Schon das Probejahr an einem Berliner Gymnasium hatte der mittlerweile 13-jährige Junge nicht bestanden. Nach einem Gewaltvorfall verließ er die Einrichtung und wechselte in die Klassenstufe 8 einer anderen Schule. Auch dort kam es zu zahlreichen Zwischenfällen, die in die Schülerakte eingetragen wurden. Die Familie entschied sich schließlich, es an einer Privatschule zu probieren. Allerdings fürchtete man, dass ein Blick in die schulische Vergangenheit des Jungen die neue Lehranstalt abschrecken könnte. Und das auch noch zu Unrecht, denn nach Auffassung der Familie war die Schülerakte aus verschiedenen Gründen fehlerhaft und diskriminierend.

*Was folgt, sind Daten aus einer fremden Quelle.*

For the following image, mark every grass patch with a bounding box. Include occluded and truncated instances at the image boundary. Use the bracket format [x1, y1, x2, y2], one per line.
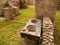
[55, 11, 60, 45]
[0, 6, 35, 45]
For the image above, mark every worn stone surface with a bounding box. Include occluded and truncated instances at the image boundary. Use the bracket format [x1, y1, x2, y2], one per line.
[21, 18, 41, 40]
[35, 0, 57, 22]
[41, 17, 54, 45]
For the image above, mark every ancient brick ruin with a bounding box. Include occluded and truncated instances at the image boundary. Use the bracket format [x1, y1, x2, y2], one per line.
[42, 17, 54, 45]
[35, 0, 57, 22]
[0, 0, 19, 20]
[20, 0, 58, 45]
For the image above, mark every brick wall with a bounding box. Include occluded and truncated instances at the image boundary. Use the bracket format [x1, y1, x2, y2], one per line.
[35, 0, 57, 22]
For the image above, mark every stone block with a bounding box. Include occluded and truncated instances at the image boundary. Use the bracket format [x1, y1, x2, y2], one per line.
[21, 18, 41, 40]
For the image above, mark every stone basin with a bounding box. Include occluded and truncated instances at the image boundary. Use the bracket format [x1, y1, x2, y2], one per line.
[21, 18, 41, 40]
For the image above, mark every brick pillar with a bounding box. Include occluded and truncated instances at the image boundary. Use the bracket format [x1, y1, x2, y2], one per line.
[35, 0, 57, 22]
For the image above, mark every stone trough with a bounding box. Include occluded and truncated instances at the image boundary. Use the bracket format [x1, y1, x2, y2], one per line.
[20, 17, 54, 45]
[21, 18, 41, 40]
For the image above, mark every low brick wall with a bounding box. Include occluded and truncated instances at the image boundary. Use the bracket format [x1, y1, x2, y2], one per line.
[41, 17, 54, 45]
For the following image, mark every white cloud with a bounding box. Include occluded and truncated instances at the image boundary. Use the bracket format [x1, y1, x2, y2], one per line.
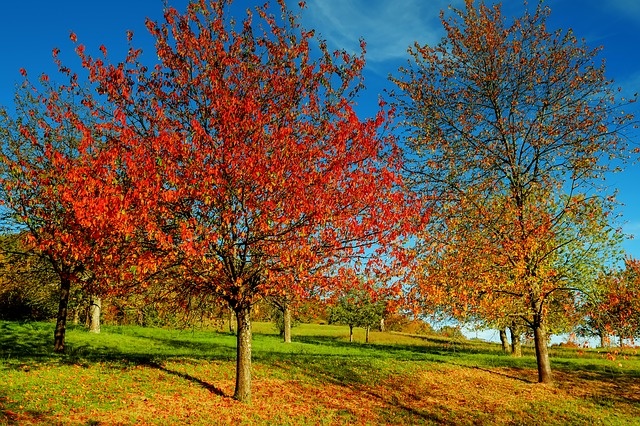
[293, 0, 460, 64]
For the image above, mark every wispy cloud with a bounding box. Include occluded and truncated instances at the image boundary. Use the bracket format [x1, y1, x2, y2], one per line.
[292, 0, 460, 64]
[616, 70, 640, 98]
[609, 0, 640, 21]
[623, 220, 640, 236]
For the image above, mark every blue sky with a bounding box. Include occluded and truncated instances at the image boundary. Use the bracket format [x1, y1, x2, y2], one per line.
[1, 0, 639, 259]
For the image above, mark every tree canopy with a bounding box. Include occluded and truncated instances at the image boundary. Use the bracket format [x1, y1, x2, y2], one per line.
[0, 0, 416, 402]
[393, 0, 635, 383]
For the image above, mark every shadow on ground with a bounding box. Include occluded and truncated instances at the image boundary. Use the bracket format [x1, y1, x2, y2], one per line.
[2, 320, 639, 414]
[0, 321, 52, 363]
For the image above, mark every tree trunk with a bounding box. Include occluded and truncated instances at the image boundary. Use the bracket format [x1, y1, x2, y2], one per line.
[88, 295, 101, 333]
[365, 326, 370, 343]
[349, 325, 354, 343]
[53, 274, 71, 353]
[533, 321, 552, 383]
[233, 305, 252, 403]
[229, 308, 235, 335]
[380, 317, 385, 332]
[509, 321, 522, 357]
[283, 302, 292, 344]
[499, 328, 509, 352]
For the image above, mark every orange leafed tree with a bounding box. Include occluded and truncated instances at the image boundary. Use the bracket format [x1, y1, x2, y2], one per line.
[58, 0, 415, 402]
[393, 0, 635, 383]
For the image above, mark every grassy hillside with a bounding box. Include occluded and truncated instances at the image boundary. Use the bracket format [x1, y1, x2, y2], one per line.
[1, 321, 638, 425]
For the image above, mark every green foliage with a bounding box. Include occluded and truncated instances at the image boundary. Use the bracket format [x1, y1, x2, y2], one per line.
[328, 290, 385, 330]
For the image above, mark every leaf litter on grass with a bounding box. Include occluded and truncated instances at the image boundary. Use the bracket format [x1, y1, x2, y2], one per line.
[2, 321, 640, 425]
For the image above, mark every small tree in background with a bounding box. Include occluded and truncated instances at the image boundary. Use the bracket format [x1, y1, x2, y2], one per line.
[581, 259, 640, 346]
[268, 294, 300, 343]
[329, 289, 385, 343]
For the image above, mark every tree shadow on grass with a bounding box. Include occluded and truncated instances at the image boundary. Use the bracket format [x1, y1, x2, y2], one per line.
[290, 334, 448, 360]
[363, 386, 462, 426]
[0, 321, 234, 401]
[0, 321, 53, 365]
[0, 321, 236, 373]
[466, 365, 535, 383]
[299, 332, 498, 352]
[265, 334, 640, 421]
[289, 334, 527, 370]
[138, 334, 236, 359]
[552, 366, 640, 407]
[144, 360, 226, 397]
[262, 348, 460, 425]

Kein Löschanspruch nach DSGVO

Im Rahmen eines gerichtlichen Eilverfahrens wollten der Teenager und seine Eltern bestimmte Seiten aus den Unterlagen entfernen lassen. Doch das Verwaltungsgericht Berlin (Az. VG 3 L 1028.19) wies den Antrag zurück. Zwar sehe die Datenschutz-Grundverordnung einen Anspruch auf Löschung sensibler Daten vor. Dieser bestehe allerdings nur unter ganz bestimmten Voraussetzungen: Wenn die Informationen von vornherein unrechtmäßig verarbeitet wurden oder das Speichern nach einiger Zeit nicht mehr notwendig sei.

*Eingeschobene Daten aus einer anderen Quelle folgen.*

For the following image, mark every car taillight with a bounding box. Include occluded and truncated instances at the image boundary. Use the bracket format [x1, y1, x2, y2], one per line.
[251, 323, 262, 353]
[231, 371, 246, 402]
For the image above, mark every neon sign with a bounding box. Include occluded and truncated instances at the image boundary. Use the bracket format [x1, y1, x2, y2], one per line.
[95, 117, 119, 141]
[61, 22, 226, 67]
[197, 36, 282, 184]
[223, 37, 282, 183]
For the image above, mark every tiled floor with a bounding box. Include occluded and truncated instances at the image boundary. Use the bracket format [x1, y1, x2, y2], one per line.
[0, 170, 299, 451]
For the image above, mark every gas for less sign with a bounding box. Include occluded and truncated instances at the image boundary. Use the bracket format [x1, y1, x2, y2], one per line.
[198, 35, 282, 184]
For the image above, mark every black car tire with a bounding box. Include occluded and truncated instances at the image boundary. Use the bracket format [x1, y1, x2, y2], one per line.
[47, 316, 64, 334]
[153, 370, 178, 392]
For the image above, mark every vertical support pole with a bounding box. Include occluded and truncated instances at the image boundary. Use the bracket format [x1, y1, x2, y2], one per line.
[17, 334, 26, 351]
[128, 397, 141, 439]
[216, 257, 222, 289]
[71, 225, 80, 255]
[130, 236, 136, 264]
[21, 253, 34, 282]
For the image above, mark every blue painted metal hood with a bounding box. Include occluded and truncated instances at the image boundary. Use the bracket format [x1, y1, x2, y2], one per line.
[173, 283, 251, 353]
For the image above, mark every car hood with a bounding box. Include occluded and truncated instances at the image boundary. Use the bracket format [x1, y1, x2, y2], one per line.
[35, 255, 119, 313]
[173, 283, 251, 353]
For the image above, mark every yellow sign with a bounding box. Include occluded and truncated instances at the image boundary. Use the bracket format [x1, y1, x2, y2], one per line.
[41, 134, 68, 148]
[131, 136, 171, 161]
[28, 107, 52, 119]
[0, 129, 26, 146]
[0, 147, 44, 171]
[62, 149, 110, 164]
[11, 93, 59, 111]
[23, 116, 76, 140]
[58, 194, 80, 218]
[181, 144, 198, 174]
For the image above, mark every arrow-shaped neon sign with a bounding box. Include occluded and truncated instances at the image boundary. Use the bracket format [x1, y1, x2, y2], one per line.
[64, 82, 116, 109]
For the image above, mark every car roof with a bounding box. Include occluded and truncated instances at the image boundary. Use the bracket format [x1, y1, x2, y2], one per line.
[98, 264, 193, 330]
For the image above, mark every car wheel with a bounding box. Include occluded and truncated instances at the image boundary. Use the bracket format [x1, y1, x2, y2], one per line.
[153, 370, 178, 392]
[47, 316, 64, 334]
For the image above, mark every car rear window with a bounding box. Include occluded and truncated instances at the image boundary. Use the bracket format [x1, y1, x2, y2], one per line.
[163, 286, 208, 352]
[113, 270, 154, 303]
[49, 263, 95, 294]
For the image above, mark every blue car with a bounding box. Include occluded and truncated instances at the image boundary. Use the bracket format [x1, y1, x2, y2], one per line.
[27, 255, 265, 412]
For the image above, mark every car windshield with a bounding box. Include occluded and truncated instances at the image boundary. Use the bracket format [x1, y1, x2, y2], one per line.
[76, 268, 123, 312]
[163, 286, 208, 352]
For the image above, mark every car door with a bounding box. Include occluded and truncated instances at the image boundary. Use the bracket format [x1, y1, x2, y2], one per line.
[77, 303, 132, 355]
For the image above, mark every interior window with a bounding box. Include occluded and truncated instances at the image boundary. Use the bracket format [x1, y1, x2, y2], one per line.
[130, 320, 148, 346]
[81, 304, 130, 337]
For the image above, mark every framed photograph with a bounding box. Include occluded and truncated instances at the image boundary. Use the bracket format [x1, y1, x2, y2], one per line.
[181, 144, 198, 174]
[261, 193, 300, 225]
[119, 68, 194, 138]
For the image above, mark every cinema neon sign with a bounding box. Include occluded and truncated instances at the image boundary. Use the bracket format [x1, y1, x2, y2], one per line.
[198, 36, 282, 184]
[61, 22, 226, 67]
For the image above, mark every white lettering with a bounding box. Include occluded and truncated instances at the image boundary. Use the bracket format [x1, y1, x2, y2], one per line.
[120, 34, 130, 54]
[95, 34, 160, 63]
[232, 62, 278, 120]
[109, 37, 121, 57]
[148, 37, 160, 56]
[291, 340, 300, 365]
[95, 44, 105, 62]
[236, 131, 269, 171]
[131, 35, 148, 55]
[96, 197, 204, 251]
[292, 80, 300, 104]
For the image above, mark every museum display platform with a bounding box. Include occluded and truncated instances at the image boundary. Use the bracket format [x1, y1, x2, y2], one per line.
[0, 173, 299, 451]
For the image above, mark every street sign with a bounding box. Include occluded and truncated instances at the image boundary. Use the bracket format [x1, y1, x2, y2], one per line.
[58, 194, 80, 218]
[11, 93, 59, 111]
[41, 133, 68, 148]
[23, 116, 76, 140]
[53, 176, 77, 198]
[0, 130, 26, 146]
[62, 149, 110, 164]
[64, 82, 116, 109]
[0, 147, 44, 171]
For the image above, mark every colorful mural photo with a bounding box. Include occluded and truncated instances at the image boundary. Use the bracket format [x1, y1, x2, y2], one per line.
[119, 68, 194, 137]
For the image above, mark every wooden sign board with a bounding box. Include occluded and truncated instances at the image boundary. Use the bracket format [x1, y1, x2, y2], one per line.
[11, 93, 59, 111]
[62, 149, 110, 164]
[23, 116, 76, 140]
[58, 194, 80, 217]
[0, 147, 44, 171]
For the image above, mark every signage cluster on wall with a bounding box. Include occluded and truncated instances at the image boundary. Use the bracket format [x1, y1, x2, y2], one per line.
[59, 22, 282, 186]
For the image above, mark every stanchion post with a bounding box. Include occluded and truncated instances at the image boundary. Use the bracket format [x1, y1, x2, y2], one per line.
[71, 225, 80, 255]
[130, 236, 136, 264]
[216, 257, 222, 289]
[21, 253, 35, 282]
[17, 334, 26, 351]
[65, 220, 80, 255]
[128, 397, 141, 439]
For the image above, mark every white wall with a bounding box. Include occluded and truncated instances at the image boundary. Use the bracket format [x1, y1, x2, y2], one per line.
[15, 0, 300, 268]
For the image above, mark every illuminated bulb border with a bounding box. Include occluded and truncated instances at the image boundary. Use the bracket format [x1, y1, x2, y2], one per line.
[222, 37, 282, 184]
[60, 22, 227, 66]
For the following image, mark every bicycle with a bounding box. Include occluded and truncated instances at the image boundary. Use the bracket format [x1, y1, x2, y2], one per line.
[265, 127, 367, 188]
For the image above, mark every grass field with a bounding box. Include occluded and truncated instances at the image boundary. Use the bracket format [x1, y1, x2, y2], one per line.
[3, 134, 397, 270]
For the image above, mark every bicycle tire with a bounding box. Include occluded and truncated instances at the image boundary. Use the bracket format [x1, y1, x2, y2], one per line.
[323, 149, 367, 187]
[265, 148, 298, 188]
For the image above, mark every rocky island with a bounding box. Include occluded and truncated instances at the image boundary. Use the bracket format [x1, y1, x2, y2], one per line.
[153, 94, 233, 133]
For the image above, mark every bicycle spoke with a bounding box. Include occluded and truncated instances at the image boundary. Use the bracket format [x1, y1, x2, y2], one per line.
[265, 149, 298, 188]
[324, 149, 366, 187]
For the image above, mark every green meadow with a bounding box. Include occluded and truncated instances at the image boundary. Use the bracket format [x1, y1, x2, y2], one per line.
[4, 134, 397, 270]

Akte besonders bei Schulwechsel wichtig

Im konkreten Fall allerdings würden die Daten aus der Schülerakte durchaus noch benötigt, so das Gericht. Derartige Papiere sollten Entwicklung von Persönlichkeit und Verhalten eines Jugendlichen über seine gesamte Schullaufbahn hinweg dokumentieren. Und zwar gerade für den Fall eines Schulwechsels. Darüber hinaus solle die Zusammenarbeit mit den Erziehungsberechtigten in der Akte nachvollziehbar gemacht werden. Auch ein Löschgrund wegen unrechtmäßiger Verarbeitung liege nicht vor. Das Berliner Schulgesetz erlaube ausdrücklich, im Rahmen schulischer Aufgaben personenbezogene Daten von Schülern, Schülerinnen und deren Erziehungsberechtigten zu speichern.

Fazit

Informationen über die Pflichtverletzungen eines Schülers seien gerade für die nachfolgende Schule unerlässlich, so die Richter. Bei der Wahl pädagogischer Maßnahmen müssten die neuen Lehrer das Verhalten eines Kindes in der Vergangenheit berücksichtigen. Das Speichern der sensiblen Informationen sei somit rechtmäßig und notwendig. Ein Löschungsanspruch gemäß DSGVO bestehe nicht.